Season all sides of the pork roast generously with salt and pepper. In a Dutch oven over medium-high, heat oil and brown all sides of the roast, using tongs to turn. Add 1 can chicken broth, stirring to scrape the brown bits from the bottom of the pan. (For even hotter sauce, use the chile-soaking liquid instead of chicken broth.) Pour sauce from blender over pork, and add enough of the second can of chicken broth to nearly cover roast. Cover pot, place in oven and reduce oven temperature to 325 degrees.
Turn roast once or twice. Remove pot after 21/2 to 3 hours. (Roast can be prepared to this point 1 to 2 days in advance and kept covered in the refrigerator.)
Add hominy, adjust consistency with more chicken broth if necessary, and heat in oven for an additional 30 minutes.
Remove roast to plate. Meat should be tender enough to shred. Pour sauce and hominy around roast. Top with fresh cilantro if desired.

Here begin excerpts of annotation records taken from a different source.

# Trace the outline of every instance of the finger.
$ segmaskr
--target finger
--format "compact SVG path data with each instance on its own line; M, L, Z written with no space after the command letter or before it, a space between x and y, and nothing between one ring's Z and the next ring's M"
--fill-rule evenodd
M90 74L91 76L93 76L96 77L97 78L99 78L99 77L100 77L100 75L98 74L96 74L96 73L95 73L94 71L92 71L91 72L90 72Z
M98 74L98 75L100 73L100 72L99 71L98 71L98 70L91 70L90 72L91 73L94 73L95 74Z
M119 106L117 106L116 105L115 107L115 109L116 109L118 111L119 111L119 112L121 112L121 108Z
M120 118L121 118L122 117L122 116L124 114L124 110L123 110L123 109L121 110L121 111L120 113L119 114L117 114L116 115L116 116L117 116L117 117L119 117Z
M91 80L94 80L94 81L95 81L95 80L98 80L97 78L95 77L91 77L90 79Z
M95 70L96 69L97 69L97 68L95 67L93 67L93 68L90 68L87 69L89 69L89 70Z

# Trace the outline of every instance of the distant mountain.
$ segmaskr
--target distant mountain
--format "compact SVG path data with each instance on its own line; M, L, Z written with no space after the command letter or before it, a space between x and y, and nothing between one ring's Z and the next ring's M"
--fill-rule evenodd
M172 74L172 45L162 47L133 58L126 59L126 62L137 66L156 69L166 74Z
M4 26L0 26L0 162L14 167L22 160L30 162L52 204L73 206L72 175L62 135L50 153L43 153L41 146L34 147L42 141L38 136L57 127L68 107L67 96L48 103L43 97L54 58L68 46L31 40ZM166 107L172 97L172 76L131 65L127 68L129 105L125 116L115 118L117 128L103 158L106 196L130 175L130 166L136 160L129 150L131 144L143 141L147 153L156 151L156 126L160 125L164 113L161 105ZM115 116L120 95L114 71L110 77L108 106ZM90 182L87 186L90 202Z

Approximate values per serving: 406 calories, 22 g fat, 85 mg cholesterol, 34 g protein, 18 g carbohydrates, 3 g fiber, 988 mg sodium, 49 percent calories from fat.
From The Arizona Republic
Preparing the corn
Canned and dried hominy are available, but for the best flavor buy authentic posole corn at a Hispanic market and follow these preparation steps:
- Cover dried corn with water and soak overnight. Drain and rinse well.
- Bring 2 quarts water to a boil for every pound of corn. Stir in 1 tablespoon calcium hydroxide, also called slaked lime.
- Add the corn and adjust heat to maintain a simmer. Expect the corn to turn bright yellow. Cook 15 minutes, then cover and set aside for 1 hour.
- Drain and rinse kernels repeatedly, rubbing the corn between your fingers to remove the papery outer skin. Rinse until the corn is white again and no longer feels slippery.
- This step is time consuming, but it allows the corn to open like a flower: Pinch off the tough, dark germ at the base of each kernel.